Intracerebral hemorrhage (ICH) is the second most common cause of stroke, trailing only ischemic stroke in frequency [1,2]. Estimates of the annual incidence range from 16 to 33 cases per 100,000 . There are many underlying pathological conditions associated with ICH; hypertension, amyloid angiopathy, ruptured saccular aneurysm, and vascular malformation account for the majority of cases.
The pathogenesis, epidemiology, clinical features, and diagnosis of ICH will be reviewed here, with an emphasis upon hypertensive hemorrhage. The prognosis and treatment of ICH are discussed separately. (See "Spontaneous intracerebral hemorrhage: Prognosis and treatment".)

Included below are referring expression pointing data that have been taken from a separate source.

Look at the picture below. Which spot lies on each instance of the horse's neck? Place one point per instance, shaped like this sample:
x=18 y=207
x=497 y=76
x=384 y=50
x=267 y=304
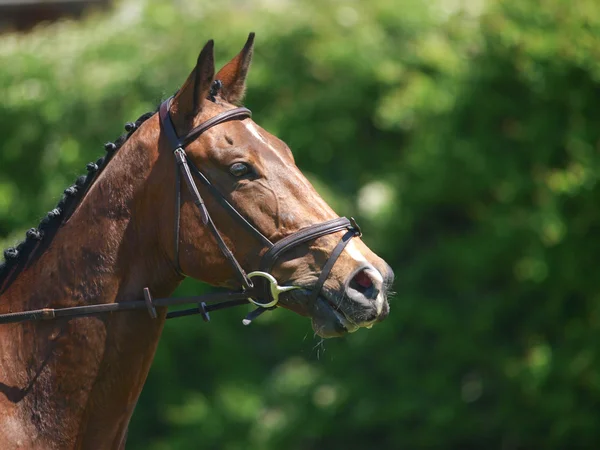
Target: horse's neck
x=76 y=381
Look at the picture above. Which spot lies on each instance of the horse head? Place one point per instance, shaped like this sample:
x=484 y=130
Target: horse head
x=255 y=173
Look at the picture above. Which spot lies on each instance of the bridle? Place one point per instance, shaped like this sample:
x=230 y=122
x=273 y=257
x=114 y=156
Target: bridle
x=258 y=287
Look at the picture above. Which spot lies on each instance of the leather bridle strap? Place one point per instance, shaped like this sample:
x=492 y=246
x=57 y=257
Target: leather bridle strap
x=184 y=168
x=268 y=294
x=301 y=236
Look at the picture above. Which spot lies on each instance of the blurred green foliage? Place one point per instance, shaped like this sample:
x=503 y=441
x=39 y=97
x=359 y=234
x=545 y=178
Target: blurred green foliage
x=465 y=137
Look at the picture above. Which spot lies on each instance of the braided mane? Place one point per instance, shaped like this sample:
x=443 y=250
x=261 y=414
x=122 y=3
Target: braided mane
x=16 y=258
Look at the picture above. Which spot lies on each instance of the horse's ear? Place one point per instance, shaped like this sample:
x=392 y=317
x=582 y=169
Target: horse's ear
x=233 y=74
x=187 y=103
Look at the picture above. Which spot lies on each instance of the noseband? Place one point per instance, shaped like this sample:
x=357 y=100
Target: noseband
x=258 y=287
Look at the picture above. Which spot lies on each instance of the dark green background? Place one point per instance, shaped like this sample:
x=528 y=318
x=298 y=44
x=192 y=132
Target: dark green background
x=464 y=139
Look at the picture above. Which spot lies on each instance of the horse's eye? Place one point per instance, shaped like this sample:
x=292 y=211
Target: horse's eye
x=239 y=169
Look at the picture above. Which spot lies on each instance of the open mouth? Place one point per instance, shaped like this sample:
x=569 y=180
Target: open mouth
x=328 y=319
x=343 y=323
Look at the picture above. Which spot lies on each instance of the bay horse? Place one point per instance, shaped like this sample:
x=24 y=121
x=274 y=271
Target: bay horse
x=144 y=218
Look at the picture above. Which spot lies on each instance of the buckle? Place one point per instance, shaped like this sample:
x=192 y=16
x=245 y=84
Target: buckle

Etiologies — Hypertensive vasculopathy is the most common etiology of spontaneous ICH. Cerebral amyloid angiopathy is the most common cause of nontraumatic lobar ICH in the elderly, while vascular malformations are the most common cause of ICH in children . Additional causes of nontraumatic ICH include:
- Hemorrhagic infarction (including venous sinus thrombosis).
- Septic embolism, mycotic aneurysm.
- Brain tumor.
- Bleeding disorders, anticoagulants, thrombolytic therapy.
- Central nervous system (CNS) infection (eg, herpes simplex encephalitis).
- Drugs (cocaine, amphetamines) . Phenylpropanolamine in appetite suppressants, and possibly cold remedies, may be an independent risk factor for intracranial hemorrhage (including intracerebral hemorrhage and subarachnoid hemorrhage) in women [6,7].
These disorders are discussed elsewhere in appropriate topic reviews. (See "Cerebral amyloid angiopathy" and "Vascular malformations of the central nervous system".)